Data Quality and Domain Expertise for Resilient AI Deployment

Integrating anomaly and label error detection in industry

JournalIndustry 4.0 Science
Issue Volume 42, Edition 1, Pages 128-135
Open Accesshttps://doi.org/10.30844/I4SE.26.1.120
Share Cite Download

Abstract

AI implementation transforms work and worker-technology relationships in industrial quality control. This paper explores how approaches to data quality and model transparency support ethical AI deployment, fostering worker agency, trust, and sustainable work design in automatic surface inspection systems (ASIS). Recurring problems like data inefficiency, variable model confidence, and limited AI expertise point to key challenges of human-centered AI: user trust, agency and responsible data management. A solution co-developed with an ASIS supplier demonstrates that the challenges extend beyond the purely technical, underscoring the value of AI design that augments human capabilities. Technical solutions such as anomaly, label error, and domain drift detection are proposed to enhance data quality and model reliability. The insights emphasize the following generalizable strategies for resilient AI integration: understanding user-reported problems through a human-AI interaction lens, focusing on data quality transparency, providing intuitive reliability monitoring, and ensuring user-centric integration into existing workflows.

Article

AI offers significant opportunities in industrial quality control but also presents complex challenges along the human-AI interface, demanding a focus on applied ethics and human-centered design principles. In industrial settings, like those with automatic surface inspection systems (ASIS), machine learning is increasingly deployed for error detection tasks, such as steel rolling inspection. While this may promise increased efficiency and consistency, challenges concerning trust, usability, adaptability, and the role of human workers do arise as a result. Standard AI deployment often seems to neglect these dimensions, thus hindering adoption and raising ethical concerns. A human-centered approach to AI (HCAI) is therefore required.

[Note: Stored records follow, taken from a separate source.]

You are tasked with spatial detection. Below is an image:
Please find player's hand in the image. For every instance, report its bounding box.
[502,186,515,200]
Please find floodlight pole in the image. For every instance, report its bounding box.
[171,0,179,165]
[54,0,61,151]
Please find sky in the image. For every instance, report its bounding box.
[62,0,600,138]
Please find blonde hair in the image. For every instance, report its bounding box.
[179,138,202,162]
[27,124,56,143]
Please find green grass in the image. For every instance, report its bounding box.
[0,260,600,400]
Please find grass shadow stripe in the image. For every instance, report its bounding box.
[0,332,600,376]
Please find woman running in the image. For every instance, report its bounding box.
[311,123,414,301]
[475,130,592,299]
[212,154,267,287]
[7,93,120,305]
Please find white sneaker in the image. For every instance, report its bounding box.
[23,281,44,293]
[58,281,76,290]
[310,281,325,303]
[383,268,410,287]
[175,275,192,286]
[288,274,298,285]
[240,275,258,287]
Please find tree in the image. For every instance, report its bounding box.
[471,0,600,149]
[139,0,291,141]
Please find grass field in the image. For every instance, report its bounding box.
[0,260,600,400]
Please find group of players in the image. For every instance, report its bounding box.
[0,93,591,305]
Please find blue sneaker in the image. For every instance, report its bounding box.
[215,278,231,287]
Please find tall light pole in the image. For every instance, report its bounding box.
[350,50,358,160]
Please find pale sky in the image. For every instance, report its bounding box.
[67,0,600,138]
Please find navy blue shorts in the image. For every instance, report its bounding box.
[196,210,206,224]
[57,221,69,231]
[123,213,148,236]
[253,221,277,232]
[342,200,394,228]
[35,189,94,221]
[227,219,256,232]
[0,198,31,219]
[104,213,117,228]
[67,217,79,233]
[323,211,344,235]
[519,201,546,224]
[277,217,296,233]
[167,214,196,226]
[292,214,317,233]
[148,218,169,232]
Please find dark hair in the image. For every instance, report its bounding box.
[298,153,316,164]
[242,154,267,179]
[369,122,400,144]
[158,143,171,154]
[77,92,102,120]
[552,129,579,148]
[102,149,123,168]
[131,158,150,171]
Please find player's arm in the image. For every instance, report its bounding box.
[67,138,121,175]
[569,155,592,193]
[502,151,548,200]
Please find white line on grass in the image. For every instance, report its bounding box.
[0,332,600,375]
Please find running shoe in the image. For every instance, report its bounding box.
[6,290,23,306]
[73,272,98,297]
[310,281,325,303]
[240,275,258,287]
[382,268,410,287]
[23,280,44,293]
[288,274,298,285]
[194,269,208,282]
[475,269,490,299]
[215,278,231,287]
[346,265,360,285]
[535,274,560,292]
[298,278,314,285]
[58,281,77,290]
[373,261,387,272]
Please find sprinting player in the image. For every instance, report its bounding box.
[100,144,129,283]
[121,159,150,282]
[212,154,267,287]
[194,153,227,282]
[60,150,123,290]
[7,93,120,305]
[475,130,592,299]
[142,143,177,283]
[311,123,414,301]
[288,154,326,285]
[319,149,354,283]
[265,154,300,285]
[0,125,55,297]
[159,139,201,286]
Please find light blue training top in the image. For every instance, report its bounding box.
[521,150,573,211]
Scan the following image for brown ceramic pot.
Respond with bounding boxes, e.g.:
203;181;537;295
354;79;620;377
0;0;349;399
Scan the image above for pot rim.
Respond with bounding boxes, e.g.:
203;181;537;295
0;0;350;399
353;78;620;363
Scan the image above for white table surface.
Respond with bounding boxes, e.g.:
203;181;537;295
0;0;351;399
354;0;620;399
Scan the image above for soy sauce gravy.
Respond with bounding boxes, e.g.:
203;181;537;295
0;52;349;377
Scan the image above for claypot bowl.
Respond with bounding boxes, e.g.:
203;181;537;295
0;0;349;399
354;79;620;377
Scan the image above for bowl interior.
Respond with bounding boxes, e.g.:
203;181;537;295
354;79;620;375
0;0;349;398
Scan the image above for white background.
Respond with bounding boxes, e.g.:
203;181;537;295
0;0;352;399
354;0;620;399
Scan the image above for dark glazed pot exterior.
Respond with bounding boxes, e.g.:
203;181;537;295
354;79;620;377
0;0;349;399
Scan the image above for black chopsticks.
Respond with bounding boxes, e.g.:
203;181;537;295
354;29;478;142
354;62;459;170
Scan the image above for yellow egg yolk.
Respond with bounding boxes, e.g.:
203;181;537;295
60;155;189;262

This paper presents findings from a science-practice collaboration with an ASIS supplier. Core obstacles to the effective integration of ASIS into production lines were identified: data inefficiency (especially for rare errors), user distrust due to unclear model behavior and variable performance, limited user AI expertise, and information overload for operators. These practical challenges can be addressed by specific HCAI-aligned technical solutions focused on data quality, model transparency, and user empowerment. Co-developed solutions presented here—anomaly detection, label error detection, and drift monitoring concepts—can, however, enhance worker agency, trust, and sustainable AI adoption in industrial surface inspection.

This paper’s key contributions are: (1) identifying practical ASIS deployment challenges as ethical HCAI deficits, (2) mapping these challenges onto HCAI solutions, thereby (3) demonstrating how AI ethics can provide a framework for solving practical human-AI collaboration challenges in industry, and (4) presenting technical solutions for data quality awareness and reliability management.

Background

Effective and ethical AI integration into workplaces requires an understanding of both AI reliability and human-centered work design principles. Applied AI ethics concerns relate to fairness, accountability, transparency, and impact on work. HCAI provides a framework to address these challenges along three key dimensions [1, 2]:

  • technology development is concerned with ensuring consistent and robust performance (trustworthiness/reliability) and making outputs understandable (explainability) 
  • employee development focuses on empowering rather than replacing people (human agency & augmentation)and ensuring tolerable work conditions (sustainable work design) 
  • organizational development strives for ethical data governance by maintaining reliable organizational knowledge bases (responsible knowledge management/accountability) and integrating user domain knowledge, thereby enabling non-experts to manage AI quality. 

Neglecting these dimensions creates systems that are technically functional but practically unusable or untrustworthy for the end users [3].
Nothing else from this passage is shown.